On the microscope side, we were able to work with Semrock to come up with a system that allowed us to sample spectral image data on a range of wavelengths: UV up to red wavelengths. At the same time, we can acquire a strong signal. The combination of those helped us be able to perform spectral imaging for really high quality images of cells and tissue, and we’ve applied that in a couple of different ways. One way was using the microscope system to show how we can detect specific molecules like fluorescent proteins or other labels; maybe you’re labeling one cell in a tissue or one specific component of a cell, and you can pull that signal out in the midst of a very high background that’s called tissue autofluorescence. We’ve also taken that technology and used it in some of our preliminary testing for characterizing tissues. We had an article come out recently in the Journal of Biomedical Optics where we looked at an initial sample set of colorectal cancer tissues, screening them with the VersaChrome filters to show proof of principle that the spectral properties of cancerous tissues look different than the spectral properties of normal surrounding tissue.
Multilabel assessment of cellular compartments. Multiple, overlapping labels can be used in live-cell assays. Hyperspectral imaging can be used to localizing signals to multiple subcellular compartments. Image courtesy of Silas Leavesley, University of South Alabama.
Overall, how has the field of cytometry advanced since you got started?
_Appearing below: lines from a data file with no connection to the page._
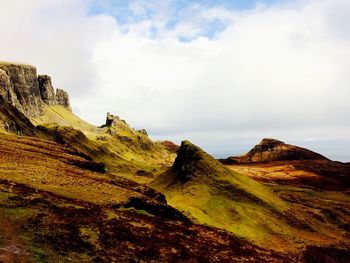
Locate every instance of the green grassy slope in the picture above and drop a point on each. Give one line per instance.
(53, 210)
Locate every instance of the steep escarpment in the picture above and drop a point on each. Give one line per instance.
(21, 87)
(269, 150)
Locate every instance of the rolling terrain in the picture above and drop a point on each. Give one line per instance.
(74, 192)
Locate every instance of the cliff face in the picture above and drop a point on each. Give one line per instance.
(21, 87)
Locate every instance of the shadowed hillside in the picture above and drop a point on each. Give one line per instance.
(211, 194)
(54, 207)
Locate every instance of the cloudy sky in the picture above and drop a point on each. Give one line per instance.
(223, 74)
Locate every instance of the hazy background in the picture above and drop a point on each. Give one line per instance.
(223, 74)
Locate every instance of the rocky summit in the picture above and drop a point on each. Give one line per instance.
(269, 150)
(29, 93)
(71, 191)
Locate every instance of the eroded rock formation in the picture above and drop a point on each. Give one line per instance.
(21, 87)
(269, 150)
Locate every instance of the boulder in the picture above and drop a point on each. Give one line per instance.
(62, 99)
(46, 90)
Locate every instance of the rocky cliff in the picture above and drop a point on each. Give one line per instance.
(21, 87)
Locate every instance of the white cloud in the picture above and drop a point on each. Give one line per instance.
(279, 71)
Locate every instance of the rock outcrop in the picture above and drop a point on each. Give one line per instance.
(193, 163)
(21, 87)
(46, 90)
(172, 147)
(269, 150)
(62, 99)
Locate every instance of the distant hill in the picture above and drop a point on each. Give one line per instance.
(269, 150)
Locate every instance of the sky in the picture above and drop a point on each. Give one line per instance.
(222, 74)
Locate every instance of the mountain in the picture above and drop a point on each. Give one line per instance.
(71, 191)
(28, 92)
(56, 207)
(268, 216)
(275, 161)
(269, 150)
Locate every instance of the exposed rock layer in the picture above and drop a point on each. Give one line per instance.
(21, 87)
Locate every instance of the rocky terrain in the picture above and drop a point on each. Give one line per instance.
(269, 150)
(74, 192)
(21, 87)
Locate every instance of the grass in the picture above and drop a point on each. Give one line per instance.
(213, 195)
(121, 148)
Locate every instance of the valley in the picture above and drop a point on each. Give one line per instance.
(74, 192)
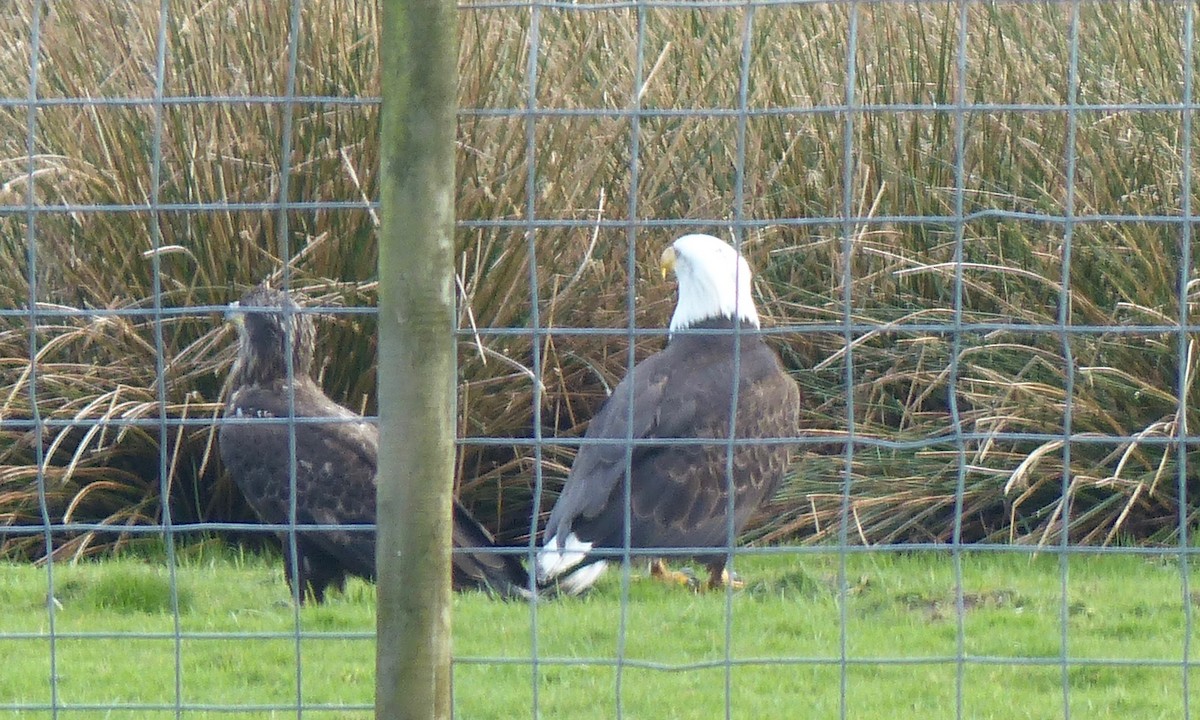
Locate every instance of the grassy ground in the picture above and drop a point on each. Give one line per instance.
(786, 641)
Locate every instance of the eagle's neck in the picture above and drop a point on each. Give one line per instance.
(711, 298)
(265, 361)
(718, 323)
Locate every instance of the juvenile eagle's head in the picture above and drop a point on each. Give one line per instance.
(265, 319)
(714, 281)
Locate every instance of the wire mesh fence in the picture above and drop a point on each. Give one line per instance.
(970, 226)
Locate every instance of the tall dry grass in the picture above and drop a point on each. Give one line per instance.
(904, 165)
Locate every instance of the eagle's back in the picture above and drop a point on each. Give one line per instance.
(335, 469)
(679, 492)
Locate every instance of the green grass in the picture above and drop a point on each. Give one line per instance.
(899, 606)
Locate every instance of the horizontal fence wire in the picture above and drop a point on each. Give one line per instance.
(679, 155)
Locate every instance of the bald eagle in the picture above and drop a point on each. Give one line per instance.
(335, 461)
(678, 493)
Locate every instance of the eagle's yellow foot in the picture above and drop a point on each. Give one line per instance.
(718, 581)
(684, 577)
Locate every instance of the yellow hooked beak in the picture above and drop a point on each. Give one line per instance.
(666, 263)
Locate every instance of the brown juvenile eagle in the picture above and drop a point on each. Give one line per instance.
(678, 493)
(335, 461)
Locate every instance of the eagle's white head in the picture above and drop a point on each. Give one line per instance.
(714, 281)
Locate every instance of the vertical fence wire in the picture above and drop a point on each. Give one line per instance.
(287, 107)
(160, 349)
(35, 49)
(955, 417)
(847, 228)
(1065, 337)
(1183, 341)
(531, 232)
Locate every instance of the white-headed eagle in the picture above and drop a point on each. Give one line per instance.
(335, 460)
(678, 493)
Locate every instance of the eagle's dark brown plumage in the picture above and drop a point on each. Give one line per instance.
(335, 460)
(679, 492)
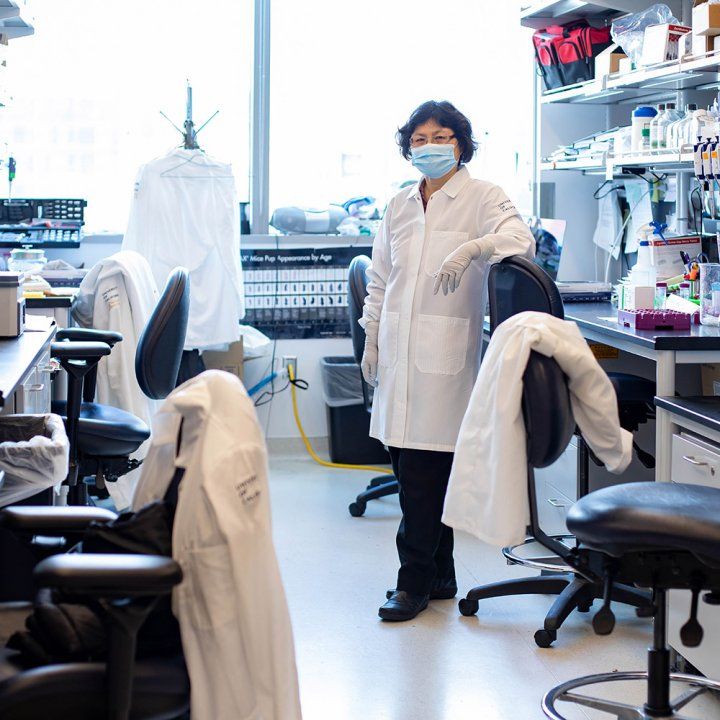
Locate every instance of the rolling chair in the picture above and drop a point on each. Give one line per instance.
(515, 285)
(659, 536)
(383, 485)
(102, 437)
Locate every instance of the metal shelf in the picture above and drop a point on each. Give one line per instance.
(540, 14)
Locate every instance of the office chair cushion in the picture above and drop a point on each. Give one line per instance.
(649, 516)
(160, 348)
(105, 431)
(161, 690)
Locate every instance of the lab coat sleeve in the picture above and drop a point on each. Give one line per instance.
(500, 224)
(379, 272)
When I first got involved in this field, about a decade ago, the idea of using a technique like spectral imaging in microscopy had already been demonstrated in several ways, but the applicability was limited by the technology available and how easy those technologies were to apply to a biological problem. One of our focuses has been to develop new implementations of technology to improve the capabilities of spectral imaging in microscopy with regard to signal strength, speed, and quality, but then also to educate and raise awareness about what these technologies can do in different settings and different application areas. One area that we’ve focused on has been second-messenger signaling; we’ve been trying to show what we can do with spectral imaging in microscopy—how to keep pushing the boundaries for acquiring image data of second-messenger signals in discrete compartments within the cell and how the signal may help to dictate the overall physiological response of the cell. The field of compartmentalized cell signaling is evolving and the need for detecting subcellularly-localized signals is growing. We’ve tried to help develop approaches that make spectral imaging technologies easier to implement and more straightforward.
You have been actively involved in the Cyto congress (ISAC) in the past. What is unique about this conference compared to other scientific meetings?
Cyto to me is an outstanding conference because it brings together a mix of people. Cyto developed out of the flow cytometry field, so a large focus of the conference remains on flow cytometry. Flow cytometrists have always also been, to a large part, inventors. The conference is a mix of clinicians, flow cytometrists, and imaging people, and all of them bring some aspect of innovation or technology development. I run into a range of people that work on the technology side but also on the application side and the clinical side, and it’s a really neat environment for all those people to get together and dialogue. They are very good people to work with at an interdisciplinary level.
What would you consider your biggest achievement to date?
We’re pushing a new type of spectral imaging technology called excitation scanning spectral imaging. I think our biggest achievement to date is getting the prototype system out on both the microscope and now on the endoscope that use that technology. We’ve gotten to the point where we’ve implemented it, we’re now evaluating it, and I think it’s going to be out there as an end-user type system within the next couple of years.